No solo dinero, sino influencia.
Oscuridad también.
Hay algo extraño en él.
Sus dedos se tensaron formando un pequeño puño.
—Escuché historias, Raymond.
Sobre lo que les ha hecho a otros.
Acoso sexual.
Abuso.
Amenazas.
No es solo el hijo de un hombre rico—es peligroso.
Inestable.
Sacudió la cabeza, parpadeando rápidamente para contener cualquier emoción que intentara surgir.
—Tuve suerte de que no llegara tan lejos conmigo.
Seguí huyendo antes de que pudiera acercarse lo suficiente para atraparme…
pero si lo hubiera querido, no creo que se hubiera detenido.

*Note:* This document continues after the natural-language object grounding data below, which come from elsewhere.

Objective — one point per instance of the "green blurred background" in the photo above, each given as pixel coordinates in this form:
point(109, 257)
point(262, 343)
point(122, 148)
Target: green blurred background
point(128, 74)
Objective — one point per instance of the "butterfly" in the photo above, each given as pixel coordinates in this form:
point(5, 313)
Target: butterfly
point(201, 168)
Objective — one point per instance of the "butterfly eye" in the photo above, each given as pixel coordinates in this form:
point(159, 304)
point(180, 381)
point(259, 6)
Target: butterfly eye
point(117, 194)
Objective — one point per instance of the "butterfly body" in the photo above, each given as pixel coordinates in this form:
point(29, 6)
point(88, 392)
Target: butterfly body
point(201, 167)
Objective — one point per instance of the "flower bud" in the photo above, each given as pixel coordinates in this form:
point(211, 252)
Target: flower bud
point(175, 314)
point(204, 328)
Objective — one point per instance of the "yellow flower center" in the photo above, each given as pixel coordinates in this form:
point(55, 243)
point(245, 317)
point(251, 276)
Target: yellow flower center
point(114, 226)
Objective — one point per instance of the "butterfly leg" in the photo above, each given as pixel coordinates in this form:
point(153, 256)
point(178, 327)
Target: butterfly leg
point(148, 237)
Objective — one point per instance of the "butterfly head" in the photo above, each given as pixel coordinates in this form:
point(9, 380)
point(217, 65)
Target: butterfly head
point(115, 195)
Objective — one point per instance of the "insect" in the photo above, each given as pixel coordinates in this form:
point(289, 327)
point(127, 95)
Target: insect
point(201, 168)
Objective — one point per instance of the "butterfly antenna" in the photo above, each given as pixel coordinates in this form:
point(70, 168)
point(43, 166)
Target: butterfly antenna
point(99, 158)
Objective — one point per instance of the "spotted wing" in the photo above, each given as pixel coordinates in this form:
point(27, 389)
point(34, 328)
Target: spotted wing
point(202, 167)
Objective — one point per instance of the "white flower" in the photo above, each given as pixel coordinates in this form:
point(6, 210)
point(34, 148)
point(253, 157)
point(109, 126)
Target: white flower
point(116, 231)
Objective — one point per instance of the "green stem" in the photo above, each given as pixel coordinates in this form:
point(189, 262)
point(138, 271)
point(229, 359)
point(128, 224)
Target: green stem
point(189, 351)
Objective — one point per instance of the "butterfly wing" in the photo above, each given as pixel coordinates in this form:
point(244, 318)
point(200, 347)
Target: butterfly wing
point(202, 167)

Raymond no dijo nada al principio, pero su mente trabajaba a toda velocidad.
Daniel Bushman…
o como ahora recordaba de su expediente—Damien Bushman.
Finalmente encajó.
Así que era él.
Raymond exhaló silenciosamente, manteniendo su expresión serena para no alarmar a Valentina.
—Damien…
—murmuró en voz baja.
Valentina inclinó la cabeza.
—¿Qué dijiste?
Raymond la miró.
—Nada.
Solo estaba…
pensando en voz alta.
Gracias a Dios que está fuera del país ahora.

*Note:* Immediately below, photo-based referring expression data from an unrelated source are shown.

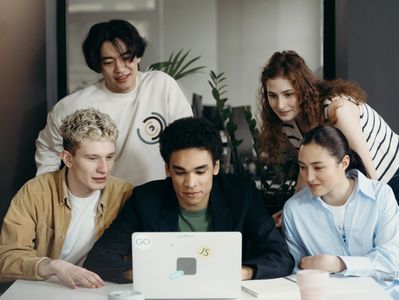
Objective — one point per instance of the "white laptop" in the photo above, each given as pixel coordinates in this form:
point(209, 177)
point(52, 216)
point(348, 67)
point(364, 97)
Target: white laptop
point(187, 265)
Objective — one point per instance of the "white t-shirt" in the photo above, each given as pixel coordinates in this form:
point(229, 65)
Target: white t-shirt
point(81, 233)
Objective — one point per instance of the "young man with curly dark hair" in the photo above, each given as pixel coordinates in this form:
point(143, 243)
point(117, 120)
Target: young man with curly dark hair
point(194, 197)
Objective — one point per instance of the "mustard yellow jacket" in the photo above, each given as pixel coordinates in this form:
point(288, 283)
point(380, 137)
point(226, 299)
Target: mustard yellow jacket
point(38, 218)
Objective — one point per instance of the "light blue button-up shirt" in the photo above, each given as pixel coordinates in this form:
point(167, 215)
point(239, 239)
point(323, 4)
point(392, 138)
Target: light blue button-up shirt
point(371, 228)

Valentina asintió lentamente, sus hombros finalmente relajándose.
—Sí…
gracias a Dios.
Ninguno de los dos dijo otra palabra durante el viaje a casa.
Pero ambos pensaban lo mismo—él podría haberse ido por ahora…
pero ese tipo de hombre no desaparece para siempre, y Raymond sabía qué hacer.
**
Lejos, al otro lado del océano, en un rincón oculto de un distrito oscuro conocido solo por los hombres más crueles, se había formado un círculo.
Cinco hombres se sentaban en densas sombras, el aire a su alrededor cargado de tensión.
No solo tensión—dolor.
Del tipo equivocado.
Uno de ellos golpeó la mesa de madera con el puño.
—Lo perdimos…
así sin más.
—No era cualquiera —gruñó otro—.
Era leal.
Peligroso.
Y lo mataron como a un perro callejero.
El hombre sentado a la cabeza del círculo, con ojos que brillaban tenuemente bajo la bombilla colgante, se reclinó en su silla.
Su nombre era Santos.
Despiadado.
Cubierto de cicatrices sin historias porque nadie sobrevivía lo suficiente para escucharlas.
Él era a quien María había acudido cuando estaba desesperada.
El que le había prometido que Valentina sufriría.
Pero ahora, el hombre que envió había sido masacrado.
Santos se pasó una mano por la barba y exhaló lentamente.
—Todos piensan que esto es por venganza.
No.
Se trata de enviar un mensaje.
Uno de los otros—Yuri, construido como un muro y doblemente silencioso—apretó la mandíbula.
La voz de Santos bajó.
—El que lo mató…
no es ordinario.
Quien manejó esa misión lo hizo limpiamente.
Demasiado limpio.
—¿Y?
—preguntó uno, con tono medio preocupado, medio expectante.
Santos encendió un cigarrillo.
—Y ahora…
averiguamos quién fue.
Porque si alguien tiene las agallas para matar a uno de los nuestros, en nuestro territorio, más vale que esté listo para perderlo todo.
Dio una larga calada, con los ojos brillantes.
—Llamen al Lobo.
Díganle que estamos cazando.
La habitación permaneció en silencio—un silencio implacable—mientras el humo se elevaba del cigarrillo de Santos y las palabras quedaban suspendidas en el aire como una sentencia de muerte.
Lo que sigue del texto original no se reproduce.